Éstos no se basan en el virtuosismo rítmico (que sólo aparece en algún grado en la
cabalgata del tercer movimiento), sino en la construcción de un fraseo melódico que ha
de explorar el lirismo en el segundo tiempo y ser capaz de insertarse en el emocionante
contrapunto del “Bachroque” del comienzo. Las dificultades para conseguir ese fraseo
(y, muy especialmente, una aceptable afinación) son enormes con unos instrumentos
cuyas características acústicas hacen sumamente difícil la producción (¡y la escucha!)
de sucesiones de alturas diversas que podamos sentir como melodías. En aún mayor
medida que cuando vemos a un solista de contrabajo intentado que su instrumento hable
en el registro agudo, presenciar la lucha de un buen músico con cinco grandes timbales
para hacerlos cantar (uno más y echaríamos mano de la metáfora taurina), puede ser un
espectáculo magnífico de superación humana.
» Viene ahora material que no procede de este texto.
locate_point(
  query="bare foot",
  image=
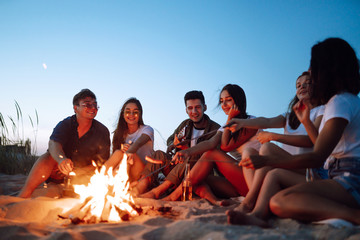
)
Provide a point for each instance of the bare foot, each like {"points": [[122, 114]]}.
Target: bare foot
{"points": [[149, 194], [244, 207], [240, 218], [227, 202]]}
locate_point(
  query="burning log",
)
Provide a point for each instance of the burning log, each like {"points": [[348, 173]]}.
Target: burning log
{"points": [[105, 199]]}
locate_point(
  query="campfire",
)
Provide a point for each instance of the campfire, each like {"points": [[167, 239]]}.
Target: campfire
{"points": [[105, 199]]}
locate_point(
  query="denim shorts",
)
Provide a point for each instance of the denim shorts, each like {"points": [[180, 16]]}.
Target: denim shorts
{"points": [[346, 171]]}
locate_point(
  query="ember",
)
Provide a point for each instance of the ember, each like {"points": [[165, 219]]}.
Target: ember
{"points": [[105, 199]]}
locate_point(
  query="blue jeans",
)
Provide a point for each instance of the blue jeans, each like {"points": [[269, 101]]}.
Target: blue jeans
{"points": [[346, 171]]}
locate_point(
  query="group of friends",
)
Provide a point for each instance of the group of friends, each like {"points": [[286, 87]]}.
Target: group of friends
{"points": [[314, 174]]}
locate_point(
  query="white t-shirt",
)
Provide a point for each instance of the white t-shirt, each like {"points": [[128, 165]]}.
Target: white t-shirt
{"points": [[346, 106], [148, 148], [252, 143], [314, 113]]}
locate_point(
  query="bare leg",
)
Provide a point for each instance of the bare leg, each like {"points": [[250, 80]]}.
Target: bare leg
{"points": [[139, 187], [114, 159], [135, 169], [315, 201], [39, 173], [203, 168], [275, 181], [156, 192], [258, 176], [203, 191]]}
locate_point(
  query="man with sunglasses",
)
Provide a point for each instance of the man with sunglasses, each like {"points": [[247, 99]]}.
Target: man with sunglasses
{"points": [[197, 128], [75, 143]]}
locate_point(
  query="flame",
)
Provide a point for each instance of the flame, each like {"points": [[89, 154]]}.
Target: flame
{"points": [[108, 194]]}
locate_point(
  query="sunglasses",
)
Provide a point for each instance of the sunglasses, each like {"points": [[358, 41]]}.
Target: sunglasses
{"points": [[90, 105], [135, 113]]}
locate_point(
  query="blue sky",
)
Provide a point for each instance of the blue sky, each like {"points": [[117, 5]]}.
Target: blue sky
{"points": [[156, 51]]}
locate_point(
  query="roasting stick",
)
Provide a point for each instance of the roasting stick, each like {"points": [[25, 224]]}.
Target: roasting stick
{"points": [[156, 161]]}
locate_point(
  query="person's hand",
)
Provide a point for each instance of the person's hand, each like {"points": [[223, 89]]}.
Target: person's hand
{"points": [[125, 147], [253, 162], [302, 110], [264, 137], [234, 111], [66, 166], [234, 125], [180, 157], [130, 158]]}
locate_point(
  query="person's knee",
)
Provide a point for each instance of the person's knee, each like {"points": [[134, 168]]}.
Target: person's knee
{"points": [[277, 203], [266, 148], [248, 152], [273, 175]]}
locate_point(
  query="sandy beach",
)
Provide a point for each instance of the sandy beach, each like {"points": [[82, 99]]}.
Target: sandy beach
{"points": [[38, 218]]}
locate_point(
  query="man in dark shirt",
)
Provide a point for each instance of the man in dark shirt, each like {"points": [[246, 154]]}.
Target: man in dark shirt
{"points": [[75, 142], [197, 128]]}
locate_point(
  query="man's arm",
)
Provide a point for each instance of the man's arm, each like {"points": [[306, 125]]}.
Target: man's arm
{"points": [[56, 151]]}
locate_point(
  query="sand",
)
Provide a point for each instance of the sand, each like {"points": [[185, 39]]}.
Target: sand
{"points": [[38, 218]]}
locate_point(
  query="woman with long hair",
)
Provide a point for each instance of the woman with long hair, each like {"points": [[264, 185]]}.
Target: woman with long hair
{"points": [[232, 100], [133, 138], [336, 83]]}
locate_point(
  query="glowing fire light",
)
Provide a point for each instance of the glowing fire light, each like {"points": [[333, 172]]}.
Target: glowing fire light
{"points": [[106, 196]]}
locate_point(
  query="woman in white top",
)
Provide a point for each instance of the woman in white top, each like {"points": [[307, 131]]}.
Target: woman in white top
{"points": [[133, 138], [335, 74], [232, 100], [298, 137]]}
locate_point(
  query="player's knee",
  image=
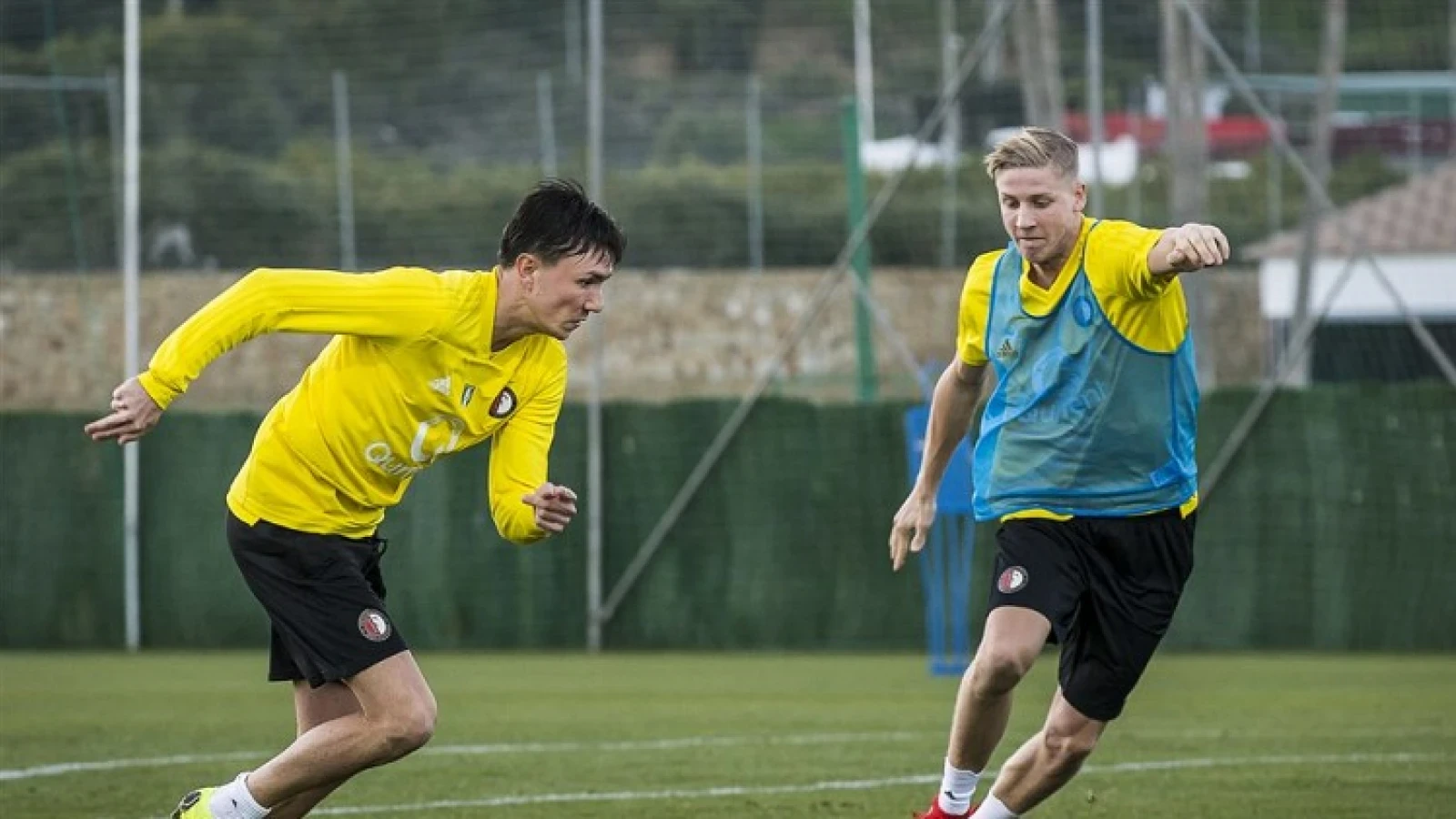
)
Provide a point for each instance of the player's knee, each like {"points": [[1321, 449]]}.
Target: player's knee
{"points": [[997, 669], [408, 729], [1067, 749]]}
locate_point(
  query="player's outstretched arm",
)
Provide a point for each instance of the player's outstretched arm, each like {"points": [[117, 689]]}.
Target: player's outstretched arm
{"points": [[951, 411], [1188, 248]]}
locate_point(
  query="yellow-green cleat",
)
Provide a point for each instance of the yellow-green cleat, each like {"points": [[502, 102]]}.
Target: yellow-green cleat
{"points": [[196, 804]]}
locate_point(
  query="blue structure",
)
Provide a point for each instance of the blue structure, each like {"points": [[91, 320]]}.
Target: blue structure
{"points": [[945, 564]]}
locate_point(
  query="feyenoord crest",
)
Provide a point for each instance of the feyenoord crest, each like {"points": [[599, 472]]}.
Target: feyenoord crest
{"points": [[504, 404], [373, 625], [1012, 581]]}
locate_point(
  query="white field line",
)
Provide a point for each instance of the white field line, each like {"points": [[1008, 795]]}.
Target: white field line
{"points": [[62, 768], [864, 784]]}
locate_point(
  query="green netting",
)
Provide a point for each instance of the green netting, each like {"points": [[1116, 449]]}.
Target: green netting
{"points": [[1334, 530]]}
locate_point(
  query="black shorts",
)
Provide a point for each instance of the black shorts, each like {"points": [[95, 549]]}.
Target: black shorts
{"points": [[325, 596], [1110, 588]]}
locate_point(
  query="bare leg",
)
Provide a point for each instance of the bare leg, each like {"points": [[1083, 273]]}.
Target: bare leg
{"points": [[1009, 646], [1050, 758], [313, 707], [397, 716]]}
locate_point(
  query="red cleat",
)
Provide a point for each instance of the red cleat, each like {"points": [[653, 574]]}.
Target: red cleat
{"points": [[936, 814]]}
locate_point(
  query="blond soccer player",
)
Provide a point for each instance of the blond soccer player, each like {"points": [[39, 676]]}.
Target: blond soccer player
{"points": [[1085, 455], [421, 365]]}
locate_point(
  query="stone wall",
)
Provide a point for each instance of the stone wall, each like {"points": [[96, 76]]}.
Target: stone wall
{"points": [[667, 336]]}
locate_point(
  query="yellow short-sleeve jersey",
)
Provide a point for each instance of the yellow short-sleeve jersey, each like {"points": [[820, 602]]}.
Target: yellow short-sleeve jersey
{"points": [[408, 378]]}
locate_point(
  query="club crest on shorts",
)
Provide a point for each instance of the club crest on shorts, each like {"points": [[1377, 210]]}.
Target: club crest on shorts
{"points": [[373, 625], [504, 404], [1012, 581]]}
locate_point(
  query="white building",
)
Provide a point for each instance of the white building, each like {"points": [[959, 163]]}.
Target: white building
{"points": [[1410, 230]]}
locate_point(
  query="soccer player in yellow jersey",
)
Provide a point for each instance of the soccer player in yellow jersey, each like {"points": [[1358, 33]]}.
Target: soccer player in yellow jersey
{"points": [[421, 365], [1085, 455]]}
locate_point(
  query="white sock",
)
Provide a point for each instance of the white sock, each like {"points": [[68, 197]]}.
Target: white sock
{"points": [[957, 787], [995, 809], [235, 800]]}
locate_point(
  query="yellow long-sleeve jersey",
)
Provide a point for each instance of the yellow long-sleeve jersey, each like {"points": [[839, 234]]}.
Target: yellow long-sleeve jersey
{"points": [[408, 378]]}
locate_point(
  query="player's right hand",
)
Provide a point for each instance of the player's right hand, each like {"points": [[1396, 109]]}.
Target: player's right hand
{"points": [[133, 414], [912, 526]]}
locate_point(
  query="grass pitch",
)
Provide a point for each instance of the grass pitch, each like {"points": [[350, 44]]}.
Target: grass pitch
{"points": [[528, 736]]}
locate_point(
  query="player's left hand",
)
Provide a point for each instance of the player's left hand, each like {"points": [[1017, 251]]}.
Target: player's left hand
{"points": [[555, 508], [133, 414], [1198, 247]]}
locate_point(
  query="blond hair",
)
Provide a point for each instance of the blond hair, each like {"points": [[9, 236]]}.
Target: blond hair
{"points": [[1034, 147]]}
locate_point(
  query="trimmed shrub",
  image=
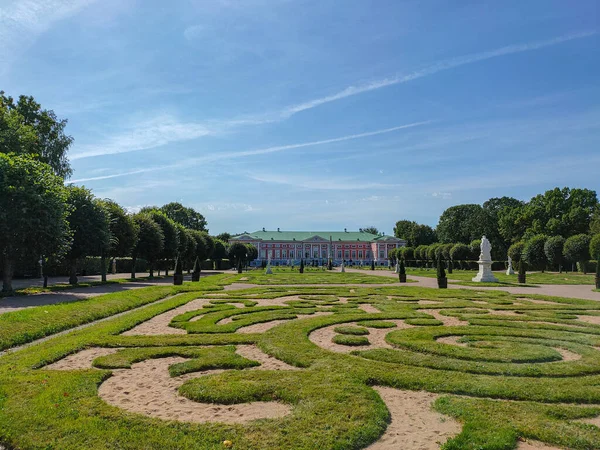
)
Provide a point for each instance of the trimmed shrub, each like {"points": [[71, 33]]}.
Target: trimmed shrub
{"points": [[533, 252], [553, 249], [595, 247], [577, 250], [515, 251]]}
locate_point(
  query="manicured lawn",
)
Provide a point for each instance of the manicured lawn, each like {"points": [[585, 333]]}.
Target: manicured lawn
{"points": [[532, 277], [506, 367]]}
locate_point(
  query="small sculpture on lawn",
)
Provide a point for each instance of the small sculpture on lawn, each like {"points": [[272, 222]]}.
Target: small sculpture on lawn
{"points": [[510, 270]]}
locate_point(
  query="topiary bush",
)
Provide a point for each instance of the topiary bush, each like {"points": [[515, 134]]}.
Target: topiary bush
{"points": [[515, 251], [577, 250], [534, 253], [553, 249]]}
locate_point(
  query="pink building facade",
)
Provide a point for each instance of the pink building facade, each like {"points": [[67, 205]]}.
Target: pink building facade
{"points": [[288, 247]]}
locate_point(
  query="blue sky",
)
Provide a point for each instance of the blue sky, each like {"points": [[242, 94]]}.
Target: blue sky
{"points": [[314, 114]]}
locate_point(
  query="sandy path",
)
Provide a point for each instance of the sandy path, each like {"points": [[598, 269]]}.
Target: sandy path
{"points": [[323, 337], [449, 321], [590, 319], [147, 388], [262, 327], [368, 308], [415, 425], [81, 360], [534, 445], [160, 324]]}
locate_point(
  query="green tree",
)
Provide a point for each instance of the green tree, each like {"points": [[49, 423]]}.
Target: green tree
{"points": [[460, 252], [461, 223], [170, 237], [515, 251], [50, 144], [188, 217], [553, 249], [534, 253], [224, 237], [237, 254], [371, 229], [595, 246], [33, 212], [577, 249], [220, 252], [150, 242], [123, 233], [89, 222]]}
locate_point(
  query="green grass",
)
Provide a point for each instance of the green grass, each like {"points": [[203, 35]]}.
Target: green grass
{"points": [[61, 287], [506, 380], [510, 280]]}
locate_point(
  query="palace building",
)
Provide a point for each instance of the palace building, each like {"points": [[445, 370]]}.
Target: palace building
{"points": [[288, 247]]}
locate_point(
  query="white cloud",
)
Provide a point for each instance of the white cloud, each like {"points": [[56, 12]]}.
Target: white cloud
{"points": [[432, 69], [22, 21]]}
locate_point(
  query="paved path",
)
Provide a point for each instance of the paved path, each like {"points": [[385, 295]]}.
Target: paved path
{"points": [[15, 303], [584, 291]]}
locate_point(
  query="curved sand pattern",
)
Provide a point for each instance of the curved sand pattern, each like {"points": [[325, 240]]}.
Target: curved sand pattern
{"points": [[147, 388], [265, 326], [415, 425], [323, 337], [160, 324], [449, 321], [81, 360]]}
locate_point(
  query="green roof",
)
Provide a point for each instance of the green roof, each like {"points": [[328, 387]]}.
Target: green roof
{"points": [[305, 235]]}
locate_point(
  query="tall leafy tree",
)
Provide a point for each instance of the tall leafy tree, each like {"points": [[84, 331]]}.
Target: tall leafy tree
{"points": [[33, 212], [238, 254], [553, 249], [220, 252], [534, 253], [188, 217], [123, 233], [90, 223], [577, 250], [51, 144], [170, 237], [461, 223], [149, 244], [224, 237], [372, 230]]}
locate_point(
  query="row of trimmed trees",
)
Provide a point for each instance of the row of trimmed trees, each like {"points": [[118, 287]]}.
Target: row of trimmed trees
{"points": [[543, 252], [39, 215]]}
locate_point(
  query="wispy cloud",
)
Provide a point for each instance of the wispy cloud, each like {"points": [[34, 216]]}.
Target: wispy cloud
{"points": [[21, 22], [432, 69], [247, 153], [160, 130]]}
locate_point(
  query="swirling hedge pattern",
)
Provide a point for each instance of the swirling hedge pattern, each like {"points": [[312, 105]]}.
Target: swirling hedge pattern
{"points": [[508, 368]]}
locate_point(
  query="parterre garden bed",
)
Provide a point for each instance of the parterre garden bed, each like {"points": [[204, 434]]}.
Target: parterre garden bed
{"points": [[304, 368]]}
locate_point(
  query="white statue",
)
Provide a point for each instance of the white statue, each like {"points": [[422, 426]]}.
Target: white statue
{"points": [[269, 271], [510, 270], [485, 274]]}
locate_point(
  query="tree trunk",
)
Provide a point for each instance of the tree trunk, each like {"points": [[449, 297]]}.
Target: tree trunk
{"points": [[73, 273], [103, 266], [133, 262], [7, 272]]}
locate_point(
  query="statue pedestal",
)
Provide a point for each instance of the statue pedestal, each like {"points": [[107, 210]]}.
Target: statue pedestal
{"points": [[485, 274]]}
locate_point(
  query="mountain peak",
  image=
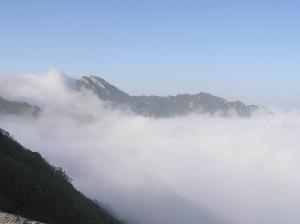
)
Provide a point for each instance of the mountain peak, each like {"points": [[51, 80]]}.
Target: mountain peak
{"points": [[155, 106]]}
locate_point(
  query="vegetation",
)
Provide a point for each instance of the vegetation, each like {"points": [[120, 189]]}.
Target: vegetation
{"points": [[31, 187]]}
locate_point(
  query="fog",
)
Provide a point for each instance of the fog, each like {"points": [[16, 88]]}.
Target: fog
{"points": [[191, 169]]}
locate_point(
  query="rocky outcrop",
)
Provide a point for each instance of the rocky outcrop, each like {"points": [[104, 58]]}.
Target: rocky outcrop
{"points": [[165, 106]]}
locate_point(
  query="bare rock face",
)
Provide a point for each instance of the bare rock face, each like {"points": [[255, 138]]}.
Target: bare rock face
{"points": [[6, 218]]}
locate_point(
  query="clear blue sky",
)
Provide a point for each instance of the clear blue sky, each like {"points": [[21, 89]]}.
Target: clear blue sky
{"points": [[236, 49]]}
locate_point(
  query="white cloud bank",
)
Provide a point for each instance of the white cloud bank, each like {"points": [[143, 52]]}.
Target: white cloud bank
{"points": [[177, 170]]}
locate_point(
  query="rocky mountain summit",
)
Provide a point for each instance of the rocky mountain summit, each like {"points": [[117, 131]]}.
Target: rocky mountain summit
{"points": [[165, 106], [6, 218]]}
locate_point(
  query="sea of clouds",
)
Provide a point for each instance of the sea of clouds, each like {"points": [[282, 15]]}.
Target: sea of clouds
{"points": [[191, 169]]}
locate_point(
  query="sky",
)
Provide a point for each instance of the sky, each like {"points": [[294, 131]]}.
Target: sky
{"points": [[247, 50]]}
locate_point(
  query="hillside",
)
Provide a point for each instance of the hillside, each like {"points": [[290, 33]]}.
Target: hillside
{"points": [[32, 188], [165, 106], [17, 108]]}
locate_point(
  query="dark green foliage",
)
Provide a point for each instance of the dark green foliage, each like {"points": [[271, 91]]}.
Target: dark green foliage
{"points": [[32, 188]]}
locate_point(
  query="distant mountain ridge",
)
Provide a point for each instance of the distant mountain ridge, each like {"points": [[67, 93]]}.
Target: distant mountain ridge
{"points": [[17, 108], [169, 106]]}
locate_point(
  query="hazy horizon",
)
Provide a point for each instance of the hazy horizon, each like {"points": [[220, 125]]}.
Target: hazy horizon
{"points": [[233, 49]]}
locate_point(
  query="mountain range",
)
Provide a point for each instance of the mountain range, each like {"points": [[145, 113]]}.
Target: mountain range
{"points": [[164, 106]]}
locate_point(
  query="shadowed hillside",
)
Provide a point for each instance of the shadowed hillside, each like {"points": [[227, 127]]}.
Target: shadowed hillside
{"points": [[32, 188]]}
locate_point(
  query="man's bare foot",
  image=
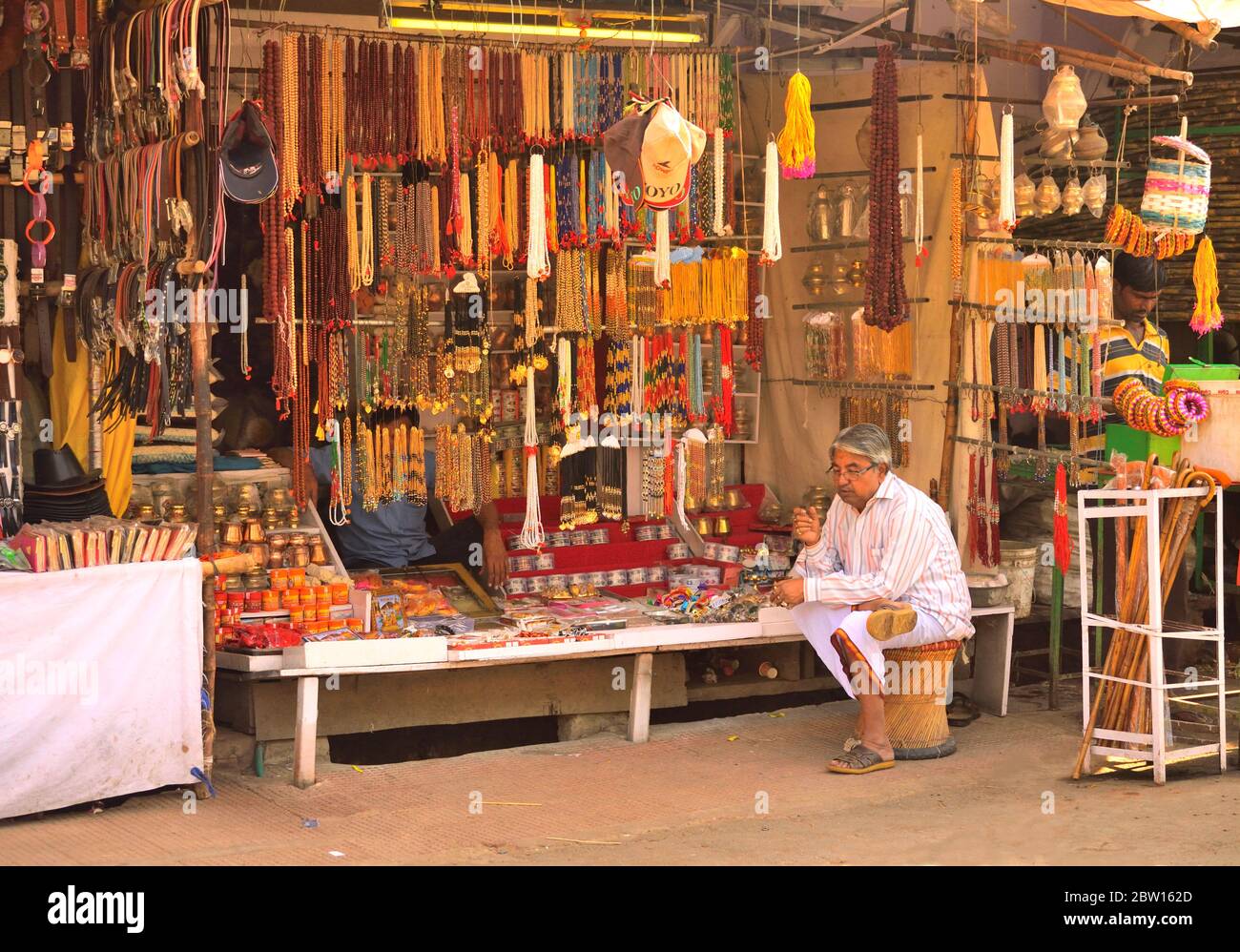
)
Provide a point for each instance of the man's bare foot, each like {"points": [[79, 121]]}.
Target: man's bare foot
{"points": [[888, 619]]}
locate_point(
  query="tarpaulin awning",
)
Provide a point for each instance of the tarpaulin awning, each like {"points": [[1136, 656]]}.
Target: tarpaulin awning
{"points": [[1199, 12]]}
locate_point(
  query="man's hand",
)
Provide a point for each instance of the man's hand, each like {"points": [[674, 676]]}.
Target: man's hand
{"points": [[790, 591], [495, 558], [807, 525]]}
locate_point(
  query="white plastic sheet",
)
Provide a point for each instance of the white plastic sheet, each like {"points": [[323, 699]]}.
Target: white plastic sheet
{"points": [[100, 674]]}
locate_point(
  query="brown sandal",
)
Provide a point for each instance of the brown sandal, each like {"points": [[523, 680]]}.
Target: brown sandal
{"points": [[859, 760]]}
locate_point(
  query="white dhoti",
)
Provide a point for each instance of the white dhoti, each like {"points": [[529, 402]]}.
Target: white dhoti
{"points": [[818, 621]]}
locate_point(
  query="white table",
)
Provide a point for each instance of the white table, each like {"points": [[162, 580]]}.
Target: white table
{"points": [[993, 657]]}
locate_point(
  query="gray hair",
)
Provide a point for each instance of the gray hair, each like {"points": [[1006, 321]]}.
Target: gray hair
{"points": [[864, 439]]}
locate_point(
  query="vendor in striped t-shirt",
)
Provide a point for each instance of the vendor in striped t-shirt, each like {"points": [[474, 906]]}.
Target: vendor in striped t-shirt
{"points": [[1137, 348]]}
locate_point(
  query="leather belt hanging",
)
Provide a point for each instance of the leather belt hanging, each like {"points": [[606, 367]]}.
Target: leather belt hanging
{"points": [[67, 244]]}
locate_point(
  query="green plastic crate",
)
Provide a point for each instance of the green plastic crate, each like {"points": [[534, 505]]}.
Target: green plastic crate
{"points": [[1197, 371], [1137, 444]]}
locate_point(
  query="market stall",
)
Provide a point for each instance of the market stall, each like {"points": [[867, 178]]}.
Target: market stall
{"points": [[552, 288]]}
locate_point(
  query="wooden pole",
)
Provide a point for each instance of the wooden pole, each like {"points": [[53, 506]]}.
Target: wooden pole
{"points": [[199, 360], [1107, 38]]}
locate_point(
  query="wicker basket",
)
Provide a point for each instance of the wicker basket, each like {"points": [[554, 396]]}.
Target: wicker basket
{"points": [[1177, 191], [917, 713]]}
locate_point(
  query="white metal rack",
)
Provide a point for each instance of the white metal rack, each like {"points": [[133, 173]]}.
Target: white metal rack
{"points": [[1144, 504]]}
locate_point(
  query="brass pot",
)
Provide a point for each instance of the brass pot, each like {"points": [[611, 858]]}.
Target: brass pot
{"points": [[234, 534]]}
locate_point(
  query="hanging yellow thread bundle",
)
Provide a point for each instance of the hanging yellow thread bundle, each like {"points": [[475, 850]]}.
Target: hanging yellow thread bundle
{"points": [[1207, 314], [795, 140]]}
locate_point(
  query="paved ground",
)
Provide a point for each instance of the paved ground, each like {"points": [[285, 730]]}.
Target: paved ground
{"points": [[740, 790]]}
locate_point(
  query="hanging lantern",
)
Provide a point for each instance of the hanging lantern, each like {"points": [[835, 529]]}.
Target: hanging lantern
{"points": [[857, 273], [1091, 144], [1094, 193], [1064, 103], [1046, 198], [863, 143], [1073, 196], [817, 222]]}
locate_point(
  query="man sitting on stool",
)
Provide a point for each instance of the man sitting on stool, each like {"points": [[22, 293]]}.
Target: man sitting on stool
{"points": [[881, 541]]}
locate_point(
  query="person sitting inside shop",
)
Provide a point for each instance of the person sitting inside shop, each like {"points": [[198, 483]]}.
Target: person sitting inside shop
{"points": [[880, 571], [395, 534]]}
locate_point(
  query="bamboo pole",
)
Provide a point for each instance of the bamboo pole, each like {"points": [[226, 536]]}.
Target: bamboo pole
{"points": [[199, 360], [1106, 38]]}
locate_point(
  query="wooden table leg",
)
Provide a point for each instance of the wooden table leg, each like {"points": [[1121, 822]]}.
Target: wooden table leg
{"points": [[639, 698], [306, 732]]}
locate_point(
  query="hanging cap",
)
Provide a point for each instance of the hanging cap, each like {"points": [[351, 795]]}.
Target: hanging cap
{"points": [[670, 149], [467, 284], [247, 156], [621, 145]]}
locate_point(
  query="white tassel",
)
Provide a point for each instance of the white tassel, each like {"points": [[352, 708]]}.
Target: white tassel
{"points": [[919, 218], [662, 251], [773, 245], [1007, 173], [719, 185], [639, 378], [611, 206], [537, 265], [531, 532]]}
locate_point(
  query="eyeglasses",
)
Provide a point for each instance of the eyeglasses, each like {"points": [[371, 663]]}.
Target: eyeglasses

Creo que el aplauso más largo de la
noche también premiaba el encanto, la sencillez y la gracia con que la solista mostró ese
aspecto.
A continuación, el inspirado autor de la obras de la primera parte se puso al
frente de la marimba para demostrar que también es un gran solista. Interpretó muy bien
su Concierto n. 2 para marimba y orquesta, obra llena de hallazgos formales (el
tratamiento de la forma sonata en el primer movimiento), tímbricos (muy interesante la
orquestación de la tercera parte) y melódicos. Estos últimos logran establecer desde el
comienzo una fuerte complicidad con el oyente, que disfruta delicias como la
encantadora melodía con que comienza el segundo tiempo (Reflections and dreams),
construida sobre el bajo del “Aria” de la Suite orquestal n. 3 de Bach.
Manteniendo el aire de romanticismo extremado que inundaba la velada, la
segunda parte suponía no obstante un cambio de tercio. La “Patética” sirvió para que
brillara el otro protagonista de la noche: el director puertorriqueño Guillermo Figueroa.
Si en las obras de Rosauro nos pudo hacer echar en falta mayor complicidad rítmica con
los solistas, en el grandioso testamento musical de Chaikovsky estuvo magnífico,
alcanzando momentos de hondísima emoción en conjunción con la Orquesta de
Córdoba. Una pena que, antes de extinguirse del todo los graves de los contrabajos que
ponen un broche de triste penumbra a esta sinfonía, parte del público de butaca se
levantara aprisa para marcharse sin agradecer, ni en el grado que la corrección exige, la
espléndida actuación que acababa de presenciar: una inolvidable velada construida con
los esfuerzos de un gran conjunto orquestal, muchos años ya al servicio del melómano
cordobés. ¡Dios, qué buen vassallo si oviese buen señore!